= Northwest Power and Conservation Council =

Regional organization in the Northwestern U.S.

Member states of the Northwest Power and Conservation Council

The Northwest Power and Conservation Council is a regional organization that develops and maintains a regional power plan and a fish and wildlife program to balance the environment and energy needs of the Northwestern United States. Based in Portland, Oregon, the council was created in 1980 when the U.S. Congress passed the Pacific Northwest Electric Power Planning and Conservation Act. The Council has a planning and public engagement role in carrying out the interstate compact created by the Act. The Council's main task is to develop a 20-year electric power plan that will guarantee adequate and reliable energy at the lowest economic and environmental cost to the Northwest. Member states of the organization are Idaho, Montana, Oregon, and Washington.

== Legislative background ==
The first proposal to create a regional planning council to address the area's power needs was the Pacific Northwest Utilities Conference Committee (PNUCC) bill introduced in 1978. This bill was abandoned in mid-1980 because public utilities opposed its cost-sharing formula and state governors felt it did not adequately incorporate conservation, equity, and the public interest. The four state governors proposed a regional council again in 1979. Utilities favored this approach because it created a political framework for managing public opposition to new projects. States had already begun to engage in power planning and saw the regional council as a logical extension of that activity. Both utilities and states preferred to place some limits on the federal Bonneville Power Administration (BPA).

Representative John D. Dingell, in his roles as Chair of the House Commerce Committee and as an avid fisherman, played an important role in developing the Act.

The Pacific Northwest Electric Power Planning and Conservation Act, known as the Northwest Power Act, was enacted on December 5, 1980, creating the Pacific Northwest Electric Power and Conservation Planning Council. At the Council's first meeting, it adopted the name Northwest Power and Conservation Council.

The council is unique in its institutional structure and mission, while operating legally as an interstate compact. Its structure as an interstate compact helps to address concerns that the council, by moving authority from the executive branch to the states, would violate the appointments clause of the Constitution. Although it had originally been assumed that the state governors had the authority to appoint members of the council, further research found that state legislation was required. Montana and Oregon passed laws enacting the compact in 1981, followed by Idaho and Washington in 1982.

==Fish and wildlife==
The council developed its first fish and wildlife plan in 1980, before developing its first power plan. The Council updates the fish and wildlife plan about every five years. As a planning, policymaking, and reviewing body, the council develops the program. Then it monitors its implementation by the BPA, the United States Army Corps of Engineers, the United States Bureau of Reclamation, the Federal Energy Regulatory Commission, and their licensees. The Northwest Power Act directs the council to develop its program and make periodic major revisions by first requesting recommendations from the region's federal and state fish and wildlife agencies, appropriate tribes (those within the basin), and other interested parties. The council also takes comments from designated entities and the public on those recommendations. The council then issues a draft amended program, initiating an extensive public comment period on the recommendations and proposed program amendments, which includes written comments, public hearings in each of the four states, and consultations with interested parties. This process combines legislative and judicial elements, blending "mediation, consultation, and judgment" with policymaking.

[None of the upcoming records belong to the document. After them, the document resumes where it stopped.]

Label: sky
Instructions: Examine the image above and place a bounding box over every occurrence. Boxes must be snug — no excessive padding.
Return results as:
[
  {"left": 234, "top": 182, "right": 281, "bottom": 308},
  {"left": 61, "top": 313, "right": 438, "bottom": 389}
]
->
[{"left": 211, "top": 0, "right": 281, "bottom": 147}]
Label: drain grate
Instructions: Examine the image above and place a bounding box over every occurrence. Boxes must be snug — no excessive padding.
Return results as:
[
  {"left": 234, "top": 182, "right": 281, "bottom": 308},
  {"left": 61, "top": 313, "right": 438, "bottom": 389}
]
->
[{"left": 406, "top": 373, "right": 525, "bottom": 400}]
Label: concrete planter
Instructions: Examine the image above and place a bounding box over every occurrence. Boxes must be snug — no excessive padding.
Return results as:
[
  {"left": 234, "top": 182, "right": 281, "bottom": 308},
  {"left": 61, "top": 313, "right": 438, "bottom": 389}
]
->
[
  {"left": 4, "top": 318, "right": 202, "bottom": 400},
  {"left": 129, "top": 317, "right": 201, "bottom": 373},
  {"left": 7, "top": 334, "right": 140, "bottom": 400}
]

Between 1998 and 2018, BPA funds from the council's fish and wildlife program supported publication of the Columbia Basin Bulletin, a stakeholder engagement newsletter that is now supported by subscriptions.

==Power plan==
Although the council's process for developing the power plan also relies on broad public participation to inform the plan and build consensus on its recommendations, it is a more typical legislative process. Innovative features introduced with the first policy plan include inclusion of environmental costs in its calculations, treating energy conservation as a resource, and giving conservation preference over other resources. As required by the Northwest Power Act, the council's first power plan used two sets of priorities: cost-effectiveness of resources and prioritizing among conservation, renewable energy, cogeneration, and conventional energy sources (nuclear, coal). The analysis found that conservation was the most cost-effective, satisfying both criteria and making conservation the focus of the first plan, published in 1983.

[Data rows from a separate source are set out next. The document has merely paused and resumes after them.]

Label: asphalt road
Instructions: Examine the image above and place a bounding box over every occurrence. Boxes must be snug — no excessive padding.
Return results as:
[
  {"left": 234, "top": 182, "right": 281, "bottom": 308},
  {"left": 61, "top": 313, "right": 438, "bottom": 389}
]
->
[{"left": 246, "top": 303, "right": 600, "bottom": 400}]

The council updates the 20-year electric power plan every five years. The plan generally targets energy efficiency and predicts that a large share of the new electricity demand over the next 20 years in the Northwestern United States can be met by improving energy efficiency. The Council's eighth plan, emphasizing renewable energy sources and demand response, was adopted in February 2022. Preliminary analysis for the ninth plan, expected to be published in 2026, anticipates strong energy demand growth driven by data centers.